Unnamed: 0,food_desc_title,food_desc_body,review_link,num_stars,venue_name,venue_url,venue_price,venue_tag
0,Absolutely stunning plate of seafood bee hoon!,"From the fresh, succulent and thick fish slice...",https://abc.xyz/review1,5,ABC Beehoon,https://abc.xyz/1,~$10/pax,Hawker Food\nSeafood
1,Good food and wines,The Short Ribs Galbi really stole the show for...,https://abc.xyz/review2,5,New Place Seafood House,https://abc.xyz/2,~$50/pax,Zi Char\nSeafood\nGood For Groups\nChinese
2,Lovely sandwiches and sides!,A relatively new cafe serving up superb sandwi...,https://abc.xyz/review3,4,Sando Place,https://abc.xyz/3,~$15/pax,Breakfast & Brunch\nCafes & Coffee\nSandwiches
3,So many lovely dishes that were well executed!,What a spread! The Gyoza set ($13.90) comes wi...,https://abc.xyz/review4,5,Dumpling King,https://abc.xyz/4,~$20/pax,Japanese
4,Not bad of a coffee!,A quaint coffee place in the heart of Chinatow...,https://abc.xyz/review5,2,Coffee House,https://abc.xyz/5,~$5/pax,Cafes & Coffee
5,Lovely thick fish slices!,What's there to not love from a good bowl of f...,https://abc.xyz/review6,5,Fish Soup Ban Mian,https://abc.xyz/6,~$5/pax,Hawker Food


#### 2. Setting up the Vector Store

In [4]:
from langchain.vectorstores import DeepLake
from langchain.embeddings.openai import OpenAIEmbeddings
from langchain.document_loaders.csv_loader import CSVLoader
import os

In [5]:
# define env variables for AzureOpenAI model
# os.environ["OPENAI_API_TYPE"] = "azure"
# os.environ["OPENAI_API_BASE"] = "OPENAI_API_BASE"
# os.environ["OPENAI_API_KEY"] = "OPENAI_API_KEY"
# os.environ["OPENAI_API_VERSION"] = "2023-03-15-preview"

# openai model
from langchain_openai import ChatOpenAI
openai_api_key="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"
os.environ["OPENAI_API_KEY"] = openai_api_key



In [6]:
# instantiate OpenAIEmbeddings
# note that chunk_size is set to 1 due AzureOpenAI limitations: https://learn.microsoft.com/en-us/azure/ai-services/openai/reference#embeddings
embeddings = OpenAIEmbeddings(deployment="embedding", chunk_size=1)

  warn_deprecated(


In [7]:
# instantiate CSV loader and load food reviews with review link as source
loader = CSVLoader(file_path='dummy_data.csv', csv_args={
        "delimiter": ",",
}, encoding='utf-8', source_column='review_link')
data = loader.load()

In [8]:
# see what the document content is like
print(data[0])

page_content="food_desc_title: Absolutely stunning plate of seafood bee hoon!\nfood_desc_body: From the fresh, succulent and thick fish slices, to the charring of the bee hoon and ingredients to an amazingly robust seafood broth, it had it all.

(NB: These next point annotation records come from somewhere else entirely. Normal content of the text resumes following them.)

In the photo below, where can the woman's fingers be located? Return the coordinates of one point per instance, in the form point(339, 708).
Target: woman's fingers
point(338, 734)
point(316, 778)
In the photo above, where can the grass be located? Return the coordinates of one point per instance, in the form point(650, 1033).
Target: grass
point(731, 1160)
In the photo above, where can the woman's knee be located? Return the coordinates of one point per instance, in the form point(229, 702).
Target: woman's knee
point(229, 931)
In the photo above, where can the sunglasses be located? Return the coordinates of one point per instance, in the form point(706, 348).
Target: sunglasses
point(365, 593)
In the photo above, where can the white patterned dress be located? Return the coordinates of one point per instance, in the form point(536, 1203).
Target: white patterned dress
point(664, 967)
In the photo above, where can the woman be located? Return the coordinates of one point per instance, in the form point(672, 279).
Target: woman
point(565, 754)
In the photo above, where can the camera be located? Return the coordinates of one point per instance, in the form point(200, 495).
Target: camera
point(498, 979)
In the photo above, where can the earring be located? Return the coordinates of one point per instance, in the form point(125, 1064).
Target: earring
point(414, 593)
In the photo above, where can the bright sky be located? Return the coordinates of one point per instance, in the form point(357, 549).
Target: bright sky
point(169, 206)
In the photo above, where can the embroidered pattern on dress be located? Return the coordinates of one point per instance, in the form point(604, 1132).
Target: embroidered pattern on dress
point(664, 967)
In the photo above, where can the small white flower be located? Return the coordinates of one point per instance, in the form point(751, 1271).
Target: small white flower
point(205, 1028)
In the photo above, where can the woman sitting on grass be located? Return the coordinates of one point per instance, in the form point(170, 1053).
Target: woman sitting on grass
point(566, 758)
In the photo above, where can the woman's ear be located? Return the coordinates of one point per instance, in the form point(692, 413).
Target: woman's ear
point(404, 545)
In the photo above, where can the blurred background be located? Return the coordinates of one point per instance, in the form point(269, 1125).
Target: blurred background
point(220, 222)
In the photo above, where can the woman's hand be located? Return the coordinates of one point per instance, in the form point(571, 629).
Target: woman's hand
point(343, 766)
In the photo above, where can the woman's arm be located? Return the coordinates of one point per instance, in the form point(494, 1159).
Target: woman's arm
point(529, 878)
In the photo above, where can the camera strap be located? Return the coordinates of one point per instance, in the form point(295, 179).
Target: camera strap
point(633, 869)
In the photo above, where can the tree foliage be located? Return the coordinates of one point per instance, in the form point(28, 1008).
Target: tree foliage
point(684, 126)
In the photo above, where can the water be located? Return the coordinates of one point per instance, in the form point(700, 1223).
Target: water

Each mouthful of the bee hoon and soup just shouts flavour, due to the huge amount of umami and smokey flavour. Love the fresh crispy pork lard as well!\nThe portion came pretty big too! Really extremely worth it and I can't wait to come back to have another plate of this!\nreview_link: https://abc.xyz/review1\nnum_stars: 5\nvenue_name: ABC Beehoon\nvenue_url: https://abc.xyz/1\nvenue_price: ~$10/pax\nvenue_tag: Hawker Food\nSeafood" metadata={'source': 'https://abc.xyz/review1', 'row': 0}


In [9]:
# create deeplake db
db = DeepLake(
    dataset_path="./my_deeplake/", embedding_function=embeddings, overwrite=True
)
db.add_documents(data)

Using embedding function is deprecated and will be removed in the future. Please use embedding instead.
Creating 6 embeddings in 1 batches of size 6:: 100%|██████████| 1/1 [01:02<00:00, 62.49s/it]

Dataset(path='./my_deeplake/', tensors=['text', 'metadata', 'embedding', 'id'])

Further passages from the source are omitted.